La journaliste et analyste internationale Marta González Isidoro a pris les micros de "De cara al mundo" pour analyser les répercussions de l'accord entre Téhéran et Riyad au Moyen-Orient

Que signifie l'accord entre l'Iran et l'Arabie Saoudite pour le Moyen-Orient ?

photo_camera PHOTO/LUO XIAGUANG/XINHUA via AP - L'Iran et l'Arabie saoudite ont accepté vendredi de rétablir leurs relations diplomatiques et de rouvrir leurs ambassades après sept ans de tensions

Dans la dernière édition de "De cara al mundo", sur Onda Madrid, nous avons eu la participation de Marta González Isidoro, journaliste et analyste internationale, qui a analysé la situation actuelle au Moyen-Orient, en particulier en Israël, après que l'Arabie saoudite et l'Iran ont repris leurs relations diplomatiques. 

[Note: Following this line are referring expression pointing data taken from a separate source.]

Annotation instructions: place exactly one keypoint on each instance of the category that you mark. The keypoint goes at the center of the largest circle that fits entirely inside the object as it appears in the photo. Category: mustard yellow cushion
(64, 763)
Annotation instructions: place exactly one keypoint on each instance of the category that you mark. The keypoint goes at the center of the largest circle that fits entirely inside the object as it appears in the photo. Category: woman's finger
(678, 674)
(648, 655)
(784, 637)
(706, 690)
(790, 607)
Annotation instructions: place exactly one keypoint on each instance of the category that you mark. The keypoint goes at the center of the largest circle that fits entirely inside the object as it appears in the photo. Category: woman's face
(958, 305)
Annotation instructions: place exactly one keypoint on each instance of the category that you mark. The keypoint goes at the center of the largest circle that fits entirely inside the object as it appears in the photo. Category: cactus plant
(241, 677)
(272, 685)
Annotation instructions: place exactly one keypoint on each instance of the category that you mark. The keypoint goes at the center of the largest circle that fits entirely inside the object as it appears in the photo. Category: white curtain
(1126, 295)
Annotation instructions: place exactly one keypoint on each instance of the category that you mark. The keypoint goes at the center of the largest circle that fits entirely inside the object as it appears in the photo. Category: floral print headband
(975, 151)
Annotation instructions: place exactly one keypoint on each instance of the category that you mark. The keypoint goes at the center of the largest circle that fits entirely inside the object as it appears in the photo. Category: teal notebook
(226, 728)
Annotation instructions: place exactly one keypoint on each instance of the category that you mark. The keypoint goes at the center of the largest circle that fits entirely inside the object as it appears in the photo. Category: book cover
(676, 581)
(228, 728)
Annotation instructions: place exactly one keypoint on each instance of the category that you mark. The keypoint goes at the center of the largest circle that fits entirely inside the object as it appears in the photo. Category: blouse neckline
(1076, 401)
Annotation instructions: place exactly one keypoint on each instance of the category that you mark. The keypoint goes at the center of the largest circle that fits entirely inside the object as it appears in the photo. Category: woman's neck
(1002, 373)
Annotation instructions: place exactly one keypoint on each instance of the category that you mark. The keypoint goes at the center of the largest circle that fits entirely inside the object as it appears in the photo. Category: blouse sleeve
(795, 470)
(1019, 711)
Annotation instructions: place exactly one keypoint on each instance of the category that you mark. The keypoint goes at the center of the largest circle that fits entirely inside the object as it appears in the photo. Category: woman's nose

La reprise des relations entre l'Arabie saoudite et l'Iran était-elle attendue ? 

Cela a été une surprise en raison de la rapidité avec laquelle cela s'est produit, mais il y avait des signes depuis plusieurs mois, notamment au cours de l'été de l'année dernière. En outre, des rapprochements ont eu lieu pendant la Coupe du monde au Qatar et en novembre, lorsque le prince héritier bin Salman a fait des déclarations dans lesquelles il parlait d'apaiser les relations avec l'Iran et de réduire les tensions, en particulier avec le Yémen. Il s'agit également d'empêcher l'Iran d'envoyer continuellement un arsenal militaire contre l'Arabie saoudite et de se concentrer, avant tout, sur la protection des points de passage d'Oran, du trafic de pétrole et de marchandises.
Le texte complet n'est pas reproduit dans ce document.